From Nov. 18 to Nov. 30, the group traveled through India with Where There Be Dragons, a company that offers cultural immersion programs for small groups of students and adults in Asia, Africa and Latin America.

After a layover in Guangzhou, China, the group began their journey in Delhi.  Twelve students — one student joined the trip later — and two staff advisers kicked off their experience by adventuring through the 400-year-old Chandni Chowk market and shopping for clothes at Fab India, a chain store retailing garments, furnishings, fabrics and ethnic products handmade by craftspeople across rural India. They ended their time in Delhi with a South Indian dinner and prepared for their morning flight to Jodhpur.

“Even with the non-stop travel, the girls have been extremely engaged,” group instructor Debi Goldman wrote on the group’s online Yak Board. “[They have been] pushing themselves to fight the jetlag and grab onto every moment of their adventure!”

Photo credit: Leila Mirdamadi ’20
Children play traditional Indian musical instruments outside of a monument.

Junior Dylan Marmur said the group wanted to make a difference where they were volunteering as much as they could, but their guides told them to adjust their attitudes.

“I think what surprised me was that one guides said to me that no matter how hard you try, you aren’t going to make a difference, and you need to know that. None of you should be going in there with the attitude that you’re saving these kids,” Marmur said. “All you can do is try and bring a smile to their face[s], but their lives went on before you and they will go on after you.”

When the group arrived in Jodhpur, they began by visiting various women’s empowerment centers, such as the Sambhali Trust and Abhala Empower Center. At the shelters, local women and children are taught academics, hygiene, politics, geography, self-esteem and more. The Archer girls were able to assist the centers with administrative work and spend time with the women and children there.

“At Sambhali Trust…I was wearing a ring and a girl I was with, named Sarim, was three days older than me. She complimented my ring and I complimented hers, and then she asked me, ‘So when did you get engaged?’” Marmur said. “In that moment, I realized how lucky I was to have such an elongated childhood…because she was only three days older than me and had gotten engaged the day before. It was really crazy to me.”

Photo credit: Dylan Marmur ’20
Archer students Isabella Silvers ’20 and Esha Sankhala ’20 walk with one of the children from Vatsalya.

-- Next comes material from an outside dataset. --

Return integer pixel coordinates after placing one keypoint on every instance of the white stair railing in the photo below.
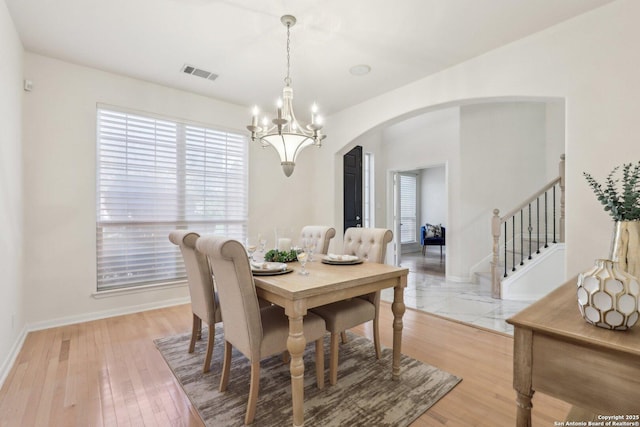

The students faced situations that they had only ever read about and experienced many new cultural norms.

“One of the women was only 16 and was married and had a child,” junior Faith Hernandez said. “We had read about this cultural norm, but meeting someone who lived it was what made it feel real.”

After spending time at the women’s empowerment centers, the group arrived at Vatsalya, a school and orphanage that Archer has partnered with for the past two years. Here, the students helped the school prepare for their annual fundraiser and learned more about Indian culture. Students said that they were able to connect with the children, regardless of cultural and language barriers.

“I loved the smiles, the laughter and the overall happiness of the children,” junior Leila Mirdamadi said. “There will always be a language barrier between us but we knew that through a simple exchanged smile, we were able to connect nonetheless.”

Across the world, everyday life looked very different to these Archer students and shifted their perspectives. 

“One day we were all waiting in a bus that was parked in front of our hotel. These women came up to the windows and started knocking on them. They were holding babies and asking for money. We later learned that these women are most likely victims of human trafficking and their leaders are sending them out into the city to get money from tourists and people in the city,” junior Ariana Golpa said. “I have never experienced anything like this. People on the other side of the world are going through the unimaginable. We don’t even realize how privileged we are.”